Der Englischlehrer vermisst die Würdigung der Arbeit an seiner Oberschule und an Oberschulen allgemein und hofft auf einen Neustart in der Quartiersschule Ihmelsstraße. Ein Interview über den schaurigen, aber auch schönen Alltag an der Oberschule und die Hoffnung auf eine befruchtende Zukunft auf einem neuen Campus.

Herr Hausotte, die Oberschule der Quartiersschule Ihmelsstraße führt noch ein Dasein zwischen Baulärm, Baugerüsten, blinden Fenstern und aufgerissene Schulhof. Was ist denn eigentlich hier los?
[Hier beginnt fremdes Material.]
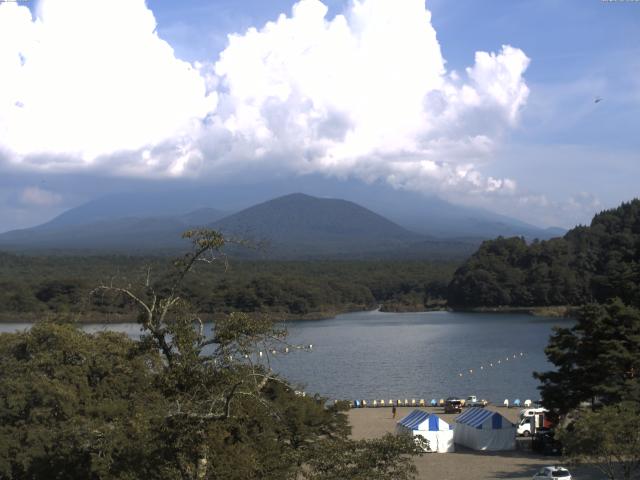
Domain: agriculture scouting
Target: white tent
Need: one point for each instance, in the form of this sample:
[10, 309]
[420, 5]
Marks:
[438, 432]
[482, 429]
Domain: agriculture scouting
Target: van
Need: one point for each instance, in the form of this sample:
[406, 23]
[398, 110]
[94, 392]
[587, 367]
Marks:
[527, 426]
[530, 412]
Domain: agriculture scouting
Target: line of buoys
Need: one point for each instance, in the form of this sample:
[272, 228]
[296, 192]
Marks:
[421, 403]
[491, 364]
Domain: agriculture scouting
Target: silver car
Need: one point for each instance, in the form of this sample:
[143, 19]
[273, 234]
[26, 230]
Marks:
[553, 473]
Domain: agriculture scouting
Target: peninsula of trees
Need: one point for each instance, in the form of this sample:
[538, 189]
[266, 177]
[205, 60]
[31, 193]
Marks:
[589, 263]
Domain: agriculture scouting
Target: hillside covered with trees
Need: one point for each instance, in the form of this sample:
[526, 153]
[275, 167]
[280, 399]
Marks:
[590, 263]
[32, 286]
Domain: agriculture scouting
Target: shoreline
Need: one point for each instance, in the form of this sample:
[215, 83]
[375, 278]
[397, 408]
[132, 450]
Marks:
[560, 311]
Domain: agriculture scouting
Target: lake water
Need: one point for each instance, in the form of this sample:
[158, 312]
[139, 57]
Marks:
[369, 355]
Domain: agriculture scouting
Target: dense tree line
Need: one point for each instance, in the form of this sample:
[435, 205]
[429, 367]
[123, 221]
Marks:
[41, 285]
[179, 404]
[590, 263]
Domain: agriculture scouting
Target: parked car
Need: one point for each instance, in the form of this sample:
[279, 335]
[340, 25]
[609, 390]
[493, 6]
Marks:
[453, 405]
[472, 401]
[553, 473]
[532, 423]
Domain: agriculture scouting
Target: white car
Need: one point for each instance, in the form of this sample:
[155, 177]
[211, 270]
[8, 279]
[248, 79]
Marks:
[553, 473]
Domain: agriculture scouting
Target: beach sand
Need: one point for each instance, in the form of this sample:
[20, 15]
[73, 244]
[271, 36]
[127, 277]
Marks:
[464, 463]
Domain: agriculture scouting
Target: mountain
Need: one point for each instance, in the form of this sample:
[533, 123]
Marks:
[426, 215]
[130, 234]
[598, 262]
[301, 225]
[404, 225]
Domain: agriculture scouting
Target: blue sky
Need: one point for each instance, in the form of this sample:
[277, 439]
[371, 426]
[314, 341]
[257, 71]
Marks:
[528, 141]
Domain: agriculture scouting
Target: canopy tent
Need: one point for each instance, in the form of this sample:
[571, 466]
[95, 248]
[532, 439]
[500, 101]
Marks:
[438, 432]
[482, 429]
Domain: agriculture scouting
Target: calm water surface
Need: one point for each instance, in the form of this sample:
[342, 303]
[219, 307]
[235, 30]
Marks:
[369, 355]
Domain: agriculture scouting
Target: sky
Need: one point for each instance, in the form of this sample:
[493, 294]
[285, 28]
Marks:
[529, 109]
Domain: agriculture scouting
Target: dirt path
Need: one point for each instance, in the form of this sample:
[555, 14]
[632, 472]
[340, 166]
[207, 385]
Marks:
[464, 463]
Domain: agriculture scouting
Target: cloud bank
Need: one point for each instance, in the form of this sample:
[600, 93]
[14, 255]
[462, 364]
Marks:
[89, 85]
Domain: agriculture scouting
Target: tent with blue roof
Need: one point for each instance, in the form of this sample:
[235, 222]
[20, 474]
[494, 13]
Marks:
[428, 425]
[482, 429]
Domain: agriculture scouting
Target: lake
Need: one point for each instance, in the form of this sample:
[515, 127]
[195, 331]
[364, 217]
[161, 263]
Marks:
[374, 355]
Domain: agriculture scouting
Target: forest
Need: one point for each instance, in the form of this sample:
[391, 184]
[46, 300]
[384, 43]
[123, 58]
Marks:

Ich muss dazu etwas weiter ausholen. Hier auf dem derzeitigen Campus begannen wir im Jahr 2019, nachdem die Schule vorher 2 Jahre als Außenstelle der 20 dgedient hatte. Uns wurde stets der Ausblick gegeben, dass wir 2021 an die Ihmelsstraße umziehen werden und das war ein Zeithorizont, der überschaubar war. Zwei Schuljahre wollten wir hier in dieser unsanierten Neubauschule aus der DDR-Zeit noch aushalten. 2019 sind ja die Bauarbeiten an der Quartiersschule auch losgegangen.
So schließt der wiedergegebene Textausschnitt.